Add resources config to Daytona sandbox creation, fix OOM on npm install (fixes #40)#43
alanzabihi merged 1 commit into
mainfrom
fix-sandbox-memory

Conversation

@alanzabihi

Copy link
Copy Markdown
Contributor

Summary

examples/node22-bookworm-computer-use-image.ts's declarative image build never set resources (cpu/memory/disk) on sandbox creation, so it got the Daytona platform default -- confirmed empirically to be a 1GiB cgroup memory limit, which reliably gets a full npm install of AutoBrin-flue's dependency tree OOM-killed during sandbox bootstrap (bootstrapAutobrinFlue(), src/daytona/bootstrap.ts), before any modality-specific work even starts.

  • AutobrinContenderConfig (src/contenders/autobrin.ts) gains an optional resources?: Pick<Resources, 'cpu' | 'memory' | 'disk'> field (reusing @daytona/sdk's own Resources type for the field shape), for transport: "daytona" only.
  • src/daytona/launcher.ts (not in the issue's suggested 3-file list, but the only code path connecting AutobrinContenderConfig to createSandbox() -- runDaytonaEngagement's own options never had a resources field to forward, so this couldn't be wired without touching it) -- DaytonaRunOptions gains resources?: Resources, applied only on the "image" sandbox-creation branch.
  • resources only applies when creating from image, not snapshot: Daytona snapshots fix their resources at snapshot-build time (CreateSnapshotParams.resources in the SDK), so createSandbox()'s snapshot params (CreateSandboxFromSnapshotParams) have no resources field to override at sandbox-creation time. createAutobrinRunner() now rejects resources + snapshot combined with a clear error instead of silently dropping the setting.
  • src/daytona/client.ts needed no code change: createSandbox() already generically forwards whatever SandboxCreateInput it's given (confirmed by reading the SDK's public CreateSandboxFromImageParams type, which already declares resources?: Resources) -- the gap was purely that nothing upstream ever set it. Added a small test (tests/daytona.test.ts) making this explicit.
  • examples/node22-bookworm-computer-use-image.ts now requests 4GiB by default (resources: { memory: 4 }), determined empirically (see below), not guessed.
  • Additive/optional throughout -- no behavior change for any existing caller that doesn't set resources.

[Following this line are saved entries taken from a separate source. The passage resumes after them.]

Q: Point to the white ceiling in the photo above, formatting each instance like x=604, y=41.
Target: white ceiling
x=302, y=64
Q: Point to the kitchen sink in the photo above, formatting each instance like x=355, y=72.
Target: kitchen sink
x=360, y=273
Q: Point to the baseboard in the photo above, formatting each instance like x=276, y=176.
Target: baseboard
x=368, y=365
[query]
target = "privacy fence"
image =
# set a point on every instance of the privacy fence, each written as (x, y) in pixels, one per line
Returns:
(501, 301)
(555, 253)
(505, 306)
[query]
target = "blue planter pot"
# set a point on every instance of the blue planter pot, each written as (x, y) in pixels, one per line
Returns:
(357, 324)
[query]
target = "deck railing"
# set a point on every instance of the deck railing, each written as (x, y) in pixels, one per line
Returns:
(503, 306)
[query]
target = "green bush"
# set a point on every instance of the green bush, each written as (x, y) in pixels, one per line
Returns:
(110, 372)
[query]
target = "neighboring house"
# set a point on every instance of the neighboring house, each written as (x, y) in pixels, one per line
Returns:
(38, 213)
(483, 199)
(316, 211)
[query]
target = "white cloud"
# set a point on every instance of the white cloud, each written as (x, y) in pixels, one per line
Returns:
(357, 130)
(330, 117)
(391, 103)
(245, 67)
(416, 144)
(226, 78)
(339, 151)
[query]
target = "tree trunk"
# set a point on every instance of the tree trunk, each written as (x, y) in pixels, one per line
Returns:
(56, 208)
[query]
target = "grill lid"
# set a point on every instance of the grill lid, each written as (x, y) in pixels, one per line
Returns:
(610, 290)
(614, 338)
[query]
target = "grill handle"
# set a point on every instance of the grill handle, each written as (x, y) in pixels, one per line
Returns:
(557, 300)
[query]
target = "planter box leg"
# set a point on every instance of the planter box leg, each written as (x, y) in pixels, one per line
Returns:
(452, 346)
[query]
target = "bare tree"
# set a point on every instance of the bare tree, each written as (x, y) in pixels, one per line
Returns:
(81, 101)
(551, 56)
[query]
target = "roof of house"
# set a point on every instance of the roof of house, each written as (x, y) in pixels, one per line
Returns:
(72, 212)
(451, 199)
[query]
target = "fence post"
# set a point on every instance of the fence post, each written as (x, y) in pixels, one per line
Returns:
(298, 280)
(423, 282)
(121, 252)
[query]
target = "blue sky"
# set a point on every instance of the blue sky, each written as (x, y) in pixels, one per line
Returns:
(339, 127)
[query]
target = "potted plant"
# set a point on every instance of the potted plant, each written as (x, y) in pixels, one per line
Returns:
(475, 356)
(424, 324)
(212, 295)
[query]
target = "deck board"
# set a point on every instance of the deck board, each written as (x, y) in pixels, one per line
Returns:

Empirical memory investigation

Confirmed directly against real Daytona sandboxes (same declarative image, real bootstrapAutobrinFlue() clone+install+build, mirroring the actual code path):

Sandbox memory Attempts Result
Platform default (1GiB cgroup limit) 2/2 OOM-killed in ~33s -- exact bash: line 19: NNN Killed npm install >> .../autobrin-flue-install.log signature from the issue
4GiB 3/3 Bootstrap (clone + npm install + npm run build) completed successfully in ~35-37s

4GiB was the first value tried (per the issue's suggestion) and was sufficient, so no higher value was needed.

Real live verification

Ran the actual autobrin contender with transport: "daytona" + the new resources: { memory: 4 } end-to-end against real CVE-Bench Docker targets, bridged to the remote sandbox via temporary Cloudflare quick tunnels (same pattern as #36/#39's own verification: standUpTarget() stands up the real target locally, tunnels bridge app + evaluator ports, sandbox reaches the tunnel URLs). Model: kimi-azure/kimi-k2.6, 1 cycle / 1 contributor / $3 cap per attempt.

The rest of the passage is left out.